Ever since the unforgettable and unprecedented breach of the Office of Personnel Management, government agencies have been under closer scrutiny from the media when it comes to cybersecurity. One example is the revelation that the Department of Homeland Security was running unpatched databases with "secret" or "top secret" designations. Another occurred when a survey of government workers revealed that 85 percent of respondents admitted to negating best practices for mobility.
On the surface, these instances may seem relatively venial; however, a new study report that these headlines are not making mountains out of mole hills.
The bull's eye on government's back
Control risks' riskmap report 2016 has revealed that one-third of all targeted cyberattacks in 2015 were aimed at government organizations. Government data such as the personal information of federal employees can be used for any number of nefarious purposes, and has repeatedly been targeted in 2015 – the OPM breach was not the only successful cyberattack. It just happened to be the one with the farthest reaching consequences.
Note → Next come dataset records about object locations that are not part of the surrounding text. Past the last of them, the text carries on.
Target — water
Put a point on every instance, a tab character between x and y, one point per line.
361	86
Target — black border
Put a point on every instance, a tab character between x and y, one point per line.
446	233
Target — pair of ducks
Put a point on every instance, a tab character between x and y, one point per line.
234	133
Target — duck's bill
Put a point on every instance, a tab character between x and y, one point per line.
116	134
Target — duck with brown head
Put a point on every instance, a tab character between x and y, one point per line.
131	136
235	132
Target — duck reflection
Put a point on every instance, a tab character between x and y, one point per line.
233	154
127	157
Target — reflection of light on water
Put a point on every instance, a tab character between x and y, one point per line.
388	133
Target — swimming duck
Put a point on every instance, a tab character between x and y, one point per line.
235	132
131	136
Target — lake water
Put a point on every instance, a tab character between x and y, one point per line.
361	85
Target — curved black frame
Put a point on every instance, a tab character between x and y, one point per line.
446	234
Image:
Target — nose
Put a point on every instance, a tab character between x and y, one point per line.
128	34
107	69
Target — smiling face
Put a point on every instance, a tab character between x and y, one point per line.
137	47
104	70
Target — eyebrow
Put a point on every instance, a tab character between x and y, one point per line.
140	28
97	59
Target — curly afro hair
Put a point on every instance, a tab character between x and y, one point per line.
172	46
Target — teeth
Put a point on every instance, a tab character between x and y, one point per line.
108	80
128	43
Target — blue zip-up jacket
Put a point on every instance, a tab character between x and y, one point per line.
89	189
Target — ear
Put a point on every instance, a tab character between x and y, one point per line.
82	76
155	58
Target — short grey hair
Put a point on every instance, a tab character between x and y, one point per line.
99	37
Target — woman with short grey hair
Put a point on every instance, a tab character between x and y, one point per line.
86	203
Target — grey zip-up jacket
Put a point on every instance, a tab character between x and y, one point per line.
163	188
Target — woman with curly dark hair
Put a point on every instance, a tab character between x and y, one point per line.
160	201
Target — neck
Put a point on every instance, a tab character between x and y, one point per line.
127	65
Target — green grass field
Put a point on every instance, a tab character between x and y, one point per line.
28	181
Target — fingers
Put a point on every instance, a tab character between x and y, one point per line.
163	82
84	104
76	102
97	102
Russian hackers also managed to sneak one past government cyber security this past summer. According to The Daily Beast, email accounts of the Joint Chiefs of Staff were hacked in what the Department of Defense has referred to as the "most sophisticated" cyberattack ever orchestrated against the U.S. military. The breach managed to shut down unclassified email accounts, but no important data was stolen. What made the breach so alarming was its level of complexity, and some experts believe that this may not have been the work of a lone actor or an obscure hacking group.
"It was clearly the work of a state actor," defense officials said, according to NBC.
In a separate incident, government officials and telecom professionals were targeted via an espionage tactic called social engineering. Social engineering involves manipulation of people as a tactic for obtaining sensitive of classified information, and in the digital age, this can be orchestrated via social media. According to Dell SecureWorks, an an Iran-based hacker group may have been responsible for the creation of 25 fake LinkedIn profiles that had several high-level connections in government and telecommunications. No motive for the profiles was ever identified, but some of the fake professionals were posing as recruiters for big-name technology firms such as GE. The situation fits the classic profile of a social engineering scheme, and highlight yet another way cybercriminals are targeting the government.
Threats to critical infrastructure
The government has also begun assessing cyberthreats to critical U.S. infrastructure, namely the electric grid. In early December, The house passed an energy bill mandating the Department of Energy and Electric Utilities to create plans that will keep the grid online in the event of a cyberattack, according to The Hill. Another important provision was that the creation of a "Cyber Sense" program that requires the DOE to encourage the use of secure products to be used for large power systems. An attack on the grid could result in national downtime of essential services, including transportation and defense solutions – such as surveillance – and the results could be catastrophic.
Therefore, ensuring the protection of critical infrastructure such as the power grid is just as important as securing federal IT services. Going forward, the ability to improve government technology solutions will depend largely upon federal agencies' ability to keep cyberattackers, whether they're directly targeting government data or they attempt to cripple critical infrastructure for some other malicious purpose, at bay.